Can we expect any other projects from Nicholas Korn in the near future?
I am really intrigued by the potential of moving the style and scope of my current work into producing film soundtracks and other music for media. I produced a few albums over the years that featured dance instrumental tracks of a more standard length, and there’s a lot of music in that history that I still like – but I do feel that the work done there was leading up to the Atomic Symphonies.
Any words of advice for rising composers and producers looking to get started in the music industry? Like everyone, I am always happy to give advice, and like everyone I am equally reluctant to follow it. But I will offer two ideas that might be of use.
First, there are two types of success – internal and external. The external is what most people regard as real success: increased revenue and reputation. Getting paid, whether it be in cash or respect, and hopefully both. This is desirable and worth desiring. But it comes second.
Internal success for an artist is when you are willing to find the kind of work you want to create and then finding a way to create it. And much of that happens by being willing to discover. And that means much of your best work will feel as though it happened by chance. When you have developed your process to a point where you are both surprised by the work in the immediate-term and proud of it in the long run, you are successful internally and artistically.

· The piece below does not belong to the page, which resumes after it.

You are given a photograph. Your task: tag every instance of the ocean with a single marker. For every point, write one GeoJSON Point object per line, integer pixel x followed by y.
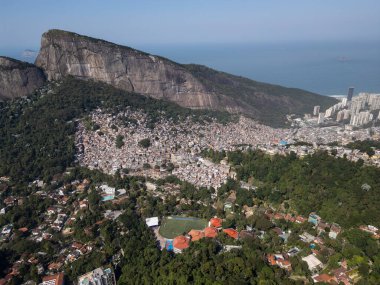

Second, and I mentioned this near the beginning of the interview: you should find a musical or aesthetic idea on which to center your work. This is neither as lofty nor as limiting as it sounds. I think visual artists understand this more thoroughly than music artists do. Painters create a body of work that adheres to a signature style and subject matter that makes them unique and iconic. Picasso changed his signature style several times throughout his creative career, and each one was decided and definitive. David Bowie did the same.
If the aesthetic idea is delivered as simply cosmetic or costuming, it is the artist’s image alone that becomes iconic. If it is realized at the level of the sound and substance of the work, it is the art that becomes iconic. It’s possible to achieve both, but with the Atomic Symphonies, my focus is on delivering the work as the primary statement.